What happened next is unclear. Child protection officials took the girl to Children's Hospital for a medical screening, but later that day police officers arrived with a warrant issued in Family Court in Brooklyn to arrest her as a runaway.
"We were going to place her, when all of a sudden this legal document appeared, and she was taken away again," said Mindy L. Good, a spokeswoman for the Child and Family Services Agency.
For a second time, the girl was taken to Superior Court and then to Oak Hill. It is not known what happened next, but child protection workers retrieved the girl from Oak Hill and filed a neglect petition in court Nov. 12. The girl stayed with a foster family until she was returned to New York eight days later.
"I'm concerned about the events on the 11th," Graham said. "There's just so many unanswered questions."
Good said the agency's jurisdiction was initially limited because the girl was a runaway and not clearly an abuse victim, and later because of the existence of an arrest warrant. She said the agency had clear authority over the girl only after she disclosed the sexual assault at Oak Hill and alleged that she had been abused at home.

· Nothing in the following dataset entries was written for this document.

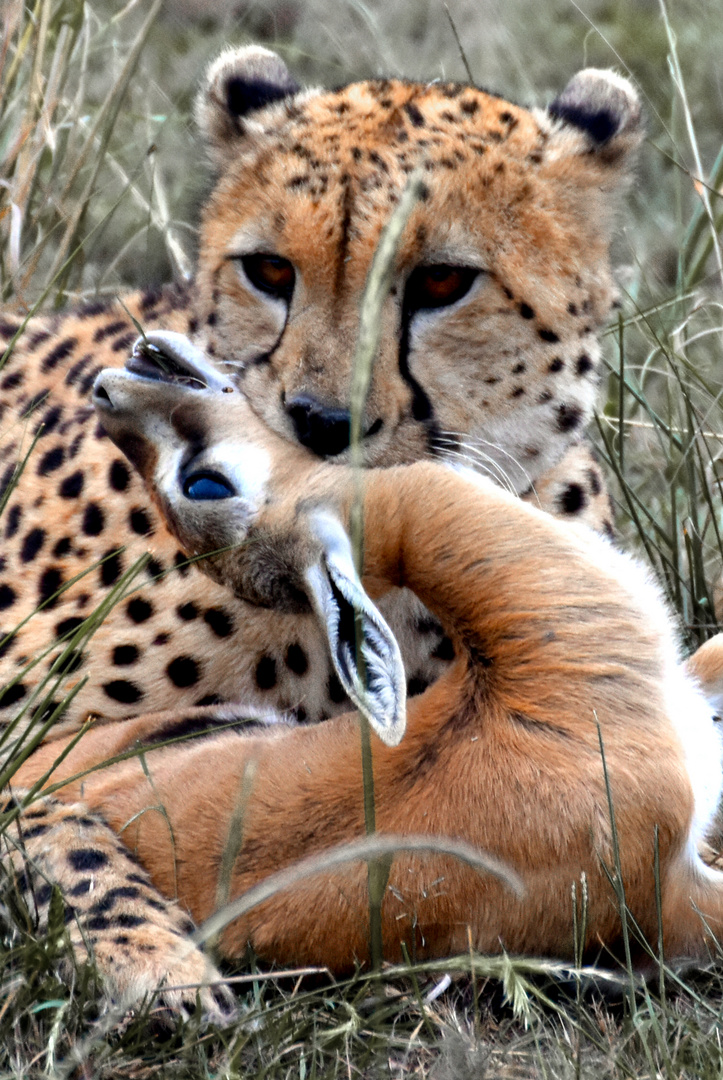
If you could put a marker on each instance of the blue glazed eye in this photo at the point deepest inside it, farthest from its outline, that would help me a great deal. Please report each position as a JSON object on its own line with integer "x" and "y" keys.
{"x": 208, "y": 486}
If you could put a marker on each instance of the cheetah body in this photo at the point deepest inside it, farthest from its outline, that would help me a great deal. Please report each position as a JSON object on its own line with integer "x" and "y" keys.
{"x": 489, "y": 356}
{"x": 503, "y": 378}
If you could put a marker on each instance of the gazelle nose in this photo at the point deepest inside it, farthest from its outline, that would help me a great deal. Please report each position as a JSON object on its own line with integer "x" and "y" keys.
{"x": 322, "y": 429}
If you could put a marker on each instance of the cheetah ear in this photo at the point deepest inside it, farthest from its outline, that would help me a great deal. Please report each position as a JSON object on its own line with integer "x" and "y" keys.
{"x": 604, "y": 109}
{"x": 238, "y": 83}
{"x": 377, "y": 686}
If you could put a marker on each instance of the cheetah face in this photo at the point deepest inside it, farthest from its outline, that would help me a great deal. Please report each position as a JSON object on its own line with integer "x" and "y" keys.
{"x": 215, "y": 471}
{"x": 500, "y": 283}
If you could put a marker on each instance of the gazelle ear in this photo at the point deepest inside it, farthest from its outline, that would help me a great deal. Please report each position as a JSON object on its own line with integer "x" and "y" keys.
{"x": 372, "y": 674}
{"x": 238, "y": 83}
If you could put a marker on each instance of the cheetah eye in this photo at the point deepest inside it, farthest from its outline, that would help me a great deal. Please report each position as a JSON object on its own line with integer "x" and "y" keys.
{"x": 208, "y": 485}
{"x": 438, "y": 286}
{"x": 270, "y": 273}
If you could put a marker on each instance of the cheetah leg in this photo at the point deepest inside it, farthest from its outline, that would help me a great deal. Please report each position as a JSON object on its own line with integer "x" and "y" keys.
{"x": 114, "y": 914}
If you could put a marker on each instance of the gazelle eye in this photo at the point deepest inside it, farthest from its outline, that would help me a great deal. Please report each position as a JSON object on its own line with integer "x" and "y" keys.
{"x": 270, "y": 273}
{"x": 208, "y": 485}
{"x": 438, "y": 286}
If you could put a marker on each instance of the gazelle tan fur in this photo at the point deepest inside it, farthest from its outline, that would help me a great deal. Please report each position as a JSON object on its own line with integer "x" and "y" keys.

Laws in the District and most states permit the detention of runaways and children deemed "ungovernable" as "persons in need of supervision." The New York arrest warrant was filed under such a law.
Authorities are often poorly equipped to deal with runaways, who frequently are involved with crimes or are victims of abuse or neglect, said Lee E. Teitelbaum, the dean of Cornell Law School and a family law expert. "There's certainly a risk that these children will fall into the cracks," he said.
Staff writer Clarence Williams contributed to this report.